## Aliens Do Exist

The people from the planet Ade have intercepted radio transmissions from Earth, and have discovered that we know about the Petersen graph

and the root system E6.

One day, a flying saucer from Ade arrives on Earth and delivers an ultimatum:

Either show me a construction of E6 from the Petersen graph, or I will arrange that Boris Johnson will be the next Prime Minister of the United Kingdom.

Too late, I present the solution the alien is looking for.

In the usual representation of E6, the roots all have length √2, and have inner products in the set {2,1,0,−1,−2}. Clearly inner product 2 means the roots are equal and inner product −2 means that one is the negative of the other. So there are three “non-trivial” values for the inner product. But a graph has only two relations, adjacency and non-adjacency; so I will look for a set of 10 vectors with all inner products 0 and 1, with 1 for adjacency and 0 for non-adjacency in the Petersen graph.

The outer pentagon is easy to deal with. Take five basis vectors e1, …, e5 for R5. Then the vectors e1+e2, e2+e3, …, e5+e1, will do the job: each has inner product 1 with its neighbours in the cycle and 0 with its non-neighbours.

To get the inner pentagram, the first step is to find five vectors, each having inner product 1 with one vector in the outer cycle and 0 with all the others. A bit of experimentation shows that (e1e2+e3e4+e5)/2 has inner product 1 with e5+e1 and 0 with the other four; the rest of the vertices can then be found by cyclic permutation.

But there is a problem: these vectors are too short; their lengths are only √5/2.

The solution is to add a sixth dimension and extend the vectors in this dimension. Take a new basis vector e6, and add ce6 to each of the five. To get length √2, we have to choose c = √3/2. This doesn’t affect inner products with the first five, since e6 is orthogonal to them.

Moreover, by a sort of miracle, we find that the inner product of one of these extended vectors with its neighbours in the cycle is 0, while its inner product with its non-neighbours is 1. This gives us the inner pentagram correctly, so the job is done.

But wait a minute, where is the root system? We have produced vectors of the right lengths, and having the right inner products. But a root system must be closed under reflection in the hyperplane perpendicular to each of its vectors. How to we achieve that?

The answer is simple: we simply close up. Take the reflection of the vectors we have in the hyperplanes perpendicular to each of them; this gives some new vectors. Repeat the procedure with the enlarged set until no new vectors are found. Then we have a root system. A little thought, or a little theory, shows that it is an indecomposable root system in R6 with all roots of the same length, and is not A6 or D6; so it must be E6.

I am writing this at the LMS-sponsored Undergraduate Summer School at the University of Leeds. This consists of several mathematicians giving short courses (three lectures and two tutorial sessions) on different branches of mathematics, and a few other people giving one-off talks (or in my case, two one-off talks).
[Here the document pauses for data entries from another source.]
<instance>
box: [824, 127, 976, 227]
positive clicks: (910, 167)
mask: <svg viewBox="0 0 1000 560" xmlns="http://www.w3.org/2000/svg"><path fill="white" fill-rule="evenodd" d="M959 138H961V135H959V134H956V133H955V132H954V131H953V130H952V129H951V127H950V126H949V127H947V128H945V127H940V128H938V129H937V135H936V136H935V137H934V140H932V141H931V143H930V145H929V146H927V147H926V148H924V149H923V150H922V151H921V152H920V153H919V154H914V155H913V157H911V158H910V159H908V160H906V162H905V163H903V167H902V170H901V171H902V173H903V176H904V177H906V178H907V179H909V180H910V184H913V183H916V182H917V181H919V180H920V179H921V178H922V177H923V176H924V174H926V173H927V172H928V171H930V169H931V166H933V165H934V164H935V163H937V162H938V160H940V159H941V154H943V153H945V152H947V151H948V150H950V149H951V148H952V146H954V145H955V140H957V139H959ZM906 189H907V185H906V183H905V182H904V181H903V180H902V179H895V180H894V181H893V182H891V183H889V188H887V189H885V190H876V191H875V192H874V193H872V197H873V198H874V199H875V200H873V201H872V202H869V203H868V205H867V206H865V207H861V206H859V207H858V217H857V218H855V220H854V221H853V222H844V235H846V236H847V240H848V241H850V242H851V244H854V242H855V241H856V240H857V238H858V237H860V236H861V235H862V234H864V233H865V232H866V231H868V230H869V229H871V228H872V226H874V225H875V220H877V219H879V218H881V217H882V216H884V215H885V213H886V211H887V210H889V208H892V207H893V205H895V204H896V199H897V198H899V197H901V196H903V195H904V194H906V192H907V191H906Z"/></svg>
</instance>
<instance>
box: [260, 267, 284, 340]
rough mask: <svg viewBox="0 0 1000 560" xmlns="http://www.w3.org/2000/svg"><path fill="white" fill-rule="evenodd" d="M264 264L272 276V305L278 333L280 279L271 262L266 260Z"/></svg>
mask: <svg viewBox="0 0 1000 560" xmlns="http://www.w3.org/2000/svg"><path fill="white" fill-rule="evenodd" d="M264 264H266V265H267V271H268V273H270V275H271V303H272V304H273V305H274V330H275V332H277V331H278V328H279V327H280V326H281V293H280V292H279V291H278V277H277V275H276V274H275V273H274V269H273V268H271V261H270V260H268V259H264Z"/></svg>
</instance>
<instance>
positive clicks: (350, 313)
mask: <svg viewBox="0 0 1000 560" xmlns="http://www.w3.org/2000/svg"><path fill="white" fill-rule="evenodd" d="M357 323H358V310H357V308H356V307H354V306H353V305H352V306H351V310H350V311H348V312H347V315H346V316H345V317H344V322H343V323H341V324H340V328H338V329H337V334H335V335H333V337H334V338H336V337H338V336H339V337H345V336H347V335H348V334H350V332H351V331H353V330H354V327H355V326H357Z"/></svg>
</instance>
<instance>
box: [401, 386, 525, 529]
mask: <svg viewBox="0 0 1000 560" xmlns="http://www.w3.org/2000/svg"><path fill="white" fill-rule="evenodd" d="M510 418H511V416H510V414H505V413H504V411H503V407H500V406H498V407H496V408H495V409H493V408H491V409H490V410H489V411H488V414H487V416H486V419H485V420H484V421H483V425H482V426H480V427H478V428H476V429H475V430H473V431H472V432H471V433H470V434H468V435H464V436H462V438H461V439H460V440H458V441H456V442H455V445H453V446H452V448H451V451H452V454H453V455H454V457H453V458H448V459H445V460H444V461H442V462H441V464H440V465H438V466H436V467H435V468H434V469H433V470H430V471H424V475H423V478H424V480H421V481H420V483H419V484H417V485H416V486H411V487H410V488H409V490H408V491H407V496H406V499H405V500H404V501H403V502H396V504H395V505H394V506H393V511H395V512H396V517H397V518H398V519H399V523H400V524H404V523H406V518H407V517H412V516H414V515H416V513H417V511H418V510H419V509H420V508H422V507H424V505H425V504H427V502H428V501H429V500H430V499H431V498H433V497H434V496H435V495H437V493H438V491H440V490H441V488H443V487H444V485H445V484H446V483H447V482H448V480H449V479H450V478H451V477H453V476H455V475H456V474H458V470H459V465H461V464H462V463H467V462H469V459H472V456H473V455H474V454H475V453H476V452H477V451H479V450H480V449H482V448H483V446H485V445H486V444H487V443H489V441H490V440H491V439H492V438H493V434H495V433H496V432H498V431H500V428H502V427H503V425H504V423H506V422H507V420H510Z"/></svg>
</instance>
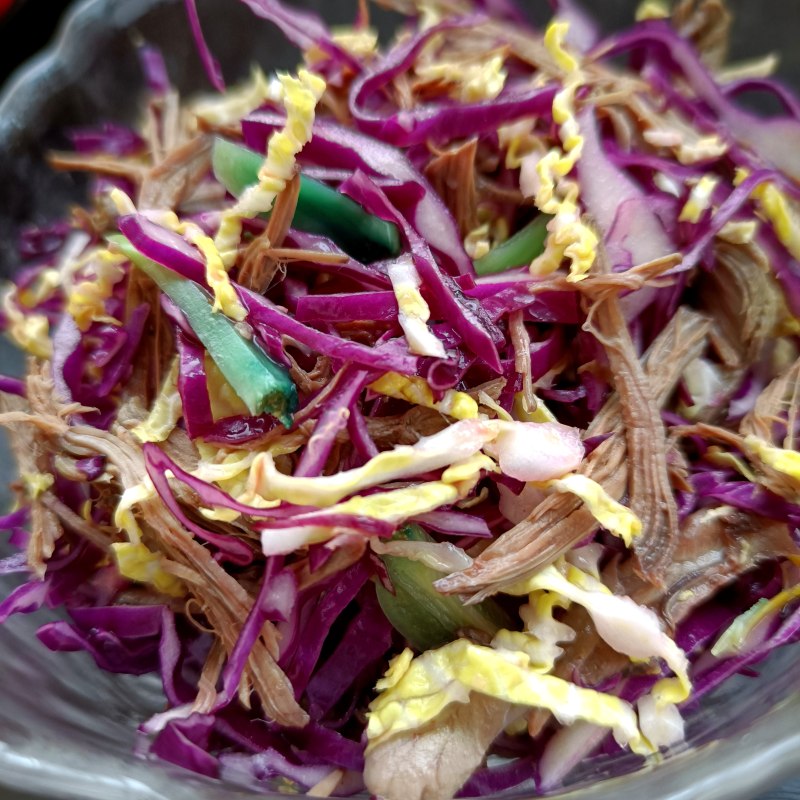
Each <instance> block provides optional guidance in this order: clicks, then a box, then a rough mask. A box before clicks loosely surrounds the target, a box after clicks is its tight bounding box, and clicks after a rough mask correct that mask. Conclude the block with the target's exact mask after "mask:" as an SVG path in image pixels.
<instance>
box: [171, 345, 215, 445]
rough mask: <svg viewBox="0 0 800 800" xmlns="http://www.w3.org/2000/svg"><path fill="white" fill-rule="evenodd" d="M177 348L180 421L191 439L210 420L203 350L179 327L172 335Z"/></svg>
mask: <svg viewBox="0 0 800 800" xmlns="http://www.w3.org/2000/svg"><path fill="white" fill-rule="evenodd" d="M175 342H176V345H177V348H178V359H179V361H178V365H179V366H178V393H179V394H180V396H181V406H182V407H183V422H184V424H185V425H186V432H187V433H188V434H189V436H190V437H191V438H192V439H196V438H198V437H199V436H202V435H203V433H204V431H206V430H208V429H209V428H210V427H212V426H213V424H214V418H213V415H212V413H211V401H210V400H209V397H208V382H207V379H206V368H205V350H204V349H203V347H202V346H201V345H199V344H197V343H196V342H195V341H194V340H193V339H190V338H189V337H188V336H186V335H185V334H184V333H183V332H182V331H180V330H179V331H178V332H177V333H176V336H175Z"/></svg>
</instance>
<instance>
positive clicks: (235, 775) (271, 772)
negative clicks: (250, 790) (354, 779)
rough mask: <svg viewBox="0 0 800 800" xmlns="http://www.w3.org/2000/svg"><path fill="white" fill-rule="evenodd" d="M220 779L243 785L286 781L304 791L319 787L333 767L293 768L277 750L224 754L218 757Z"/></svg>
mask: <svg viewBox="0 0 800 800" xmlns="http://www.w3.org/2000/svg"><path fill="white" fill-rule="evenodd" d="M220 766H221V777H222V778H223V779H225V780H228V781H230V782H232V783H233V782H242V781H244V782H245V783H246V784H249V783H252V781H253V780H255V781H259V782H261V781H265V782H266V781H270V782H272V781H273V780H274V779H275V778H287V779H289V780H290V781H293V782H294V783H297V784H299V785H300V786H302V787H304V788H305V789H310V788H311V787H312V786H314V785H316V784H317V783H319V782H320V781H321V780H322V779H323V778H325V777H326V776H327V775H329V774H330V773H331V771H332V769H333V768H332V767H329V766H321V765H318V764H314V765H305V764H296V763H294V762H292V761H290V760H289V758H288V757H287V756H285V755H283V754H282V753H281V752H280V751H279V750H276V749H273V748H268V749H265V750H262V751H261V752H258V753H255V754H254V755H250V756H248V755H240V754H238V753H223V754H222V755H221V756H220Z"/></svg>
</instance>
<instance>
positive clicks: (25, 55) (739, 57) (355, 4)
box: [0, 0, 800, 800]
mask: <svg viewBox="0 0 800 800" xmlns="http://www.w3.org/2000/svg"><path fill="white" fill-rule="evenodd" d="M218 1H219V2H220V3H223V2H231V3H233V2H235V0H218ZM119 2H121V3H122V2H125V0H119ZM289 2H290V0H289ZM70 4H71V3H70V0H17V2H11V3H10V8H9V9H8V10H7V11H6V10H5V6H6V5H8V0H0V14H3V16H2V17H0V84H2V83H4V82H5V81H6V79H7V78H8V76H9V75H10V74H11V72H12V71H13V70H14V69H15V68H16V67H17V66H18V65H19V64H21V63H22V62H23V61H25V60H26V59H28V58H29V57H31V56H32V55H34V54H35V53H36V52H38V51H39V50H41V48H43V47H45V46H46V45H47V43H48V42H49V41H50V39H51V38H52V36H53V33H54V31H55V30H56V28H57V25H58V21H59V18H60V17H61V15H62V13H63V11H64V9H66V8H67V7H68V6H69V5H70ZM290 4H291V3H290ZM637 4H638V2H636V0H594V2H592V3H586V4H585V5H587V6H591V7H592V9H593V11H594V13H595V14H596V15H597V17H598V19H599V20H600V22H601V24H602V25H603V27H604V28H605V29H607V30H613V29H615V28H619V27H622V26H624V25H626V24H628V23H629V22H630V21H631V20H632V18H633V10H634V9H635V8H636V6H637ZM521 5H526V6H527V7H529V8H530V9H531V11H532V14H533V15H534V16H538V17H542V16H543V15H546V13H547V11H546V9H547V4H546V3H545V0H529V1H528V2H527V3H525V2H524V0H522V1H521ZM728 5H729V7H730V8H731V9H733V10H734V12H735V14H736V22H735V26H734V32H733V38H732V52H731V57H732V58H734V59H735V58H743V57H752V56H753V55H756V54H761V53H765V52H769V51H772V50H775V51H779V52H780V53H781V63H780V67H779V70H778V74H779V76H780V77H781V78H782V79H783V80H784V81H785V82H786V83H788V84H790V85H792V86H794V87H800V46H798V42H800V35H799V34H800V0H729V2H728ZM355 6H356V0H353V7H354V9H355ZM2 366H4V365H2ZM798 724H800V722H799V723H798ZM0 800H27V796H23V795H19V794H15V793H4V792H3V790H2V789H0ZM132 800H134V799H133V798H132ZM652 800H658V799H657V798H652ZM760 800H800V779H798V780H796V781H793V782H791V783H789V784H787V785H786V786H784V787H782V788H781V789H778V790H775V791H773V792H771V793H769V794H767V795H765V796H764V797H763V798H761V799H760Z"/></svg>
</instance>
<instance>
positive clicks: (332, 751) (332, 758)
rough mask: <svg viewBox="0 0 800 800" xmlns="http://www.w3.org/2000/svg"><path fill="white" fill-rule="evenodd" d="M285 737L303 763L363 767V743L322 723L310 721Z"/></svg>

The students are very keen and engaged, and tackle the problems (including challenge questions) with great enthusiasm.

One of this week’s lecturers is Sira Gratz from the University of Glasgow, talking about what readers of this will recognise as one of my favourite topics: what I call the ADE affair. Sira entitled her series “Attractive Diagrams Everywhere”, which she has certainly demonstrated; she did admit in her first lecture that someone interpreted the acronym as “Aliens Do Exist”.

Her selection of topics was (to my great pleasure) almost disjoint from what I would have chosen myself: the three lectures described, in detail, root systems, quivers of finite representation type (Gabriel’s theorem shows that these must be orientations of ADE diagrams), and cluster algebras (Fomin and Zelevinsky showed that the finite-dimensional ones are also described by orientations of ADE diagrams). She explained in each case the wider significance of the ideas.

Anyway, tomorrow I am talking about the (countable) random graph. I had planned to start off with the Petersen graph, to point the contrast between finite and infinite. The Petersen graph is highly symmetric, but very atypical among finite graphs (random finite graphs have no non-trivial symmetry with high probability), whereas the countable random graph (there is only one) is highly symmetric.

But I thought it would be nice to make some connection with Sira’s lectures. Thinking about the Petersen graph and root systems led me to the construction I have just described.